After almost an entire year, I might have an answer. I am allergic. Not to Guy (thankfully), but to where he lives. I am seeing an allergist who has identified several inconvenient allergies including nitrogen oxide – a by-product of car pollution. Guy’s wonderful (tiny) apartment is in the middle of the city, right at the entrance to the M3 (one of the main traffic arteries into Melbourne’s CBD). This explains the gradual increase in my symptoms from the time that I met Guy, staying in the city with increasing frequency as my symptoms worsened. Finally I moved in around March – right around the time that I accepted that I could only work half-days. From this time on it was just a downward spiral; the more I stayed at the apartment, the sicker I became until I couldn’t work and was totally house-bound. Finally I had my ‘square one’ collapse which left me incapacitated. Moving back with my parents in the suburbs started a very slow recovery, but it was difficult to attribute a mild alleviation of symptoms to anything specific.

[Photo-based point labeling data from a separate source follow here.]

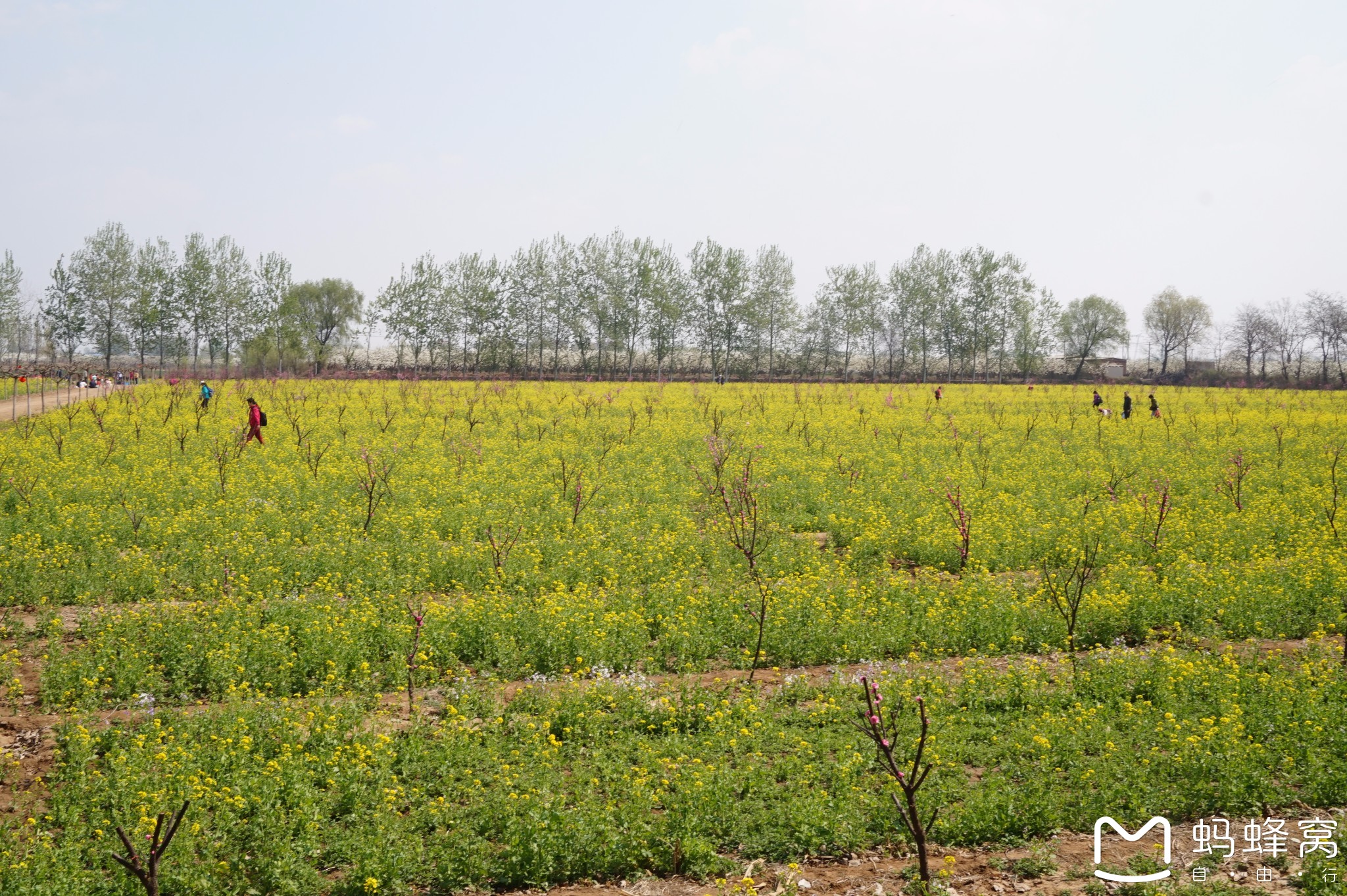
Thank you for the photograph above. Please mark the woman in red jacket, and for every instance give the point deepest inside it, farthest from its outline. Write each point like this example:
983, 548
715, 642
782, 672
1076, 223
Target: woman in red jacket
254, 423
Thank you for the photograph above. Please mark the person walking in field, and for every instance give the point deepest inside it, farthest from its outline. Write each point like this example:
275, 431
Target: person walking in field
257, 420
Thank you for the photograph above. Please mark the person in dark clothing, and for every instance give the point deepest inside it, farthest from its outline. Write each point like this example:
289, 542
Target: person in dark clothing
254, 423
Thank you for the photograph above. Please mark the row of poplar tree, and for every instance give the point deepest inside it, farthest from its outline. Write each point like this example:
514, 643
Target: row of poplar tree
606, 307
616, 307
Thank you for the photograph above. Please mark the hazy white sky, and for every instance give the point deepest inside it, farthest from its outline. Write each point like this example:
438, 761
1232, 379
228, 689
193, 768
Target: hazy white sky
1115, 147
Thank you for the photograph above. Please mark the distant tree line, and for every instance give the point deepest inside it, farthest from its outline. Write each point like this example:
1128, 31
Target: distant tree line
619, 307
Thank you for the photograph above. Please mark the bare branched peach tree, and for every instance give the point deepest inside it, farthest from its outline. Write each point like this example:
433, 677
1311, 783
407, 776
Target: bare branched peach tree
908, 770
736, 501
146, 870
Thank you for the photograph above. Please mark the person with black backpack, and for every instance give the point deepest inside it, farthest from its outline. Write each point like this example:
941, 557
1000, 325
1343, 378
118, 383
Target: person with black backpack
257, 420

Until now. I am spending two weeks in Fairhaven to ‘test’ my allergies. We want to see what my fatigue levels are like in the absence of high levels of nitrogen oxide. So far the results are very promising, and it is very difficult to not get extremely excited and overly happy about the prospect of being well again. I have walked, I have cooked, I have washed dishes, I have vacuumed. I have done more than one thing on a day and not collapsed or ‘paid the price’ by being completely wiped out the very next day.
How much of my fatigue is allergies? Did I ever have Chronic Fatigue? Will I be able to live in the city or suburbs? When did I become so allergic to everything and why? I’ll come to these questions later. For now I’ll just enjoy this respite and the lovely beach weather that’s on its way.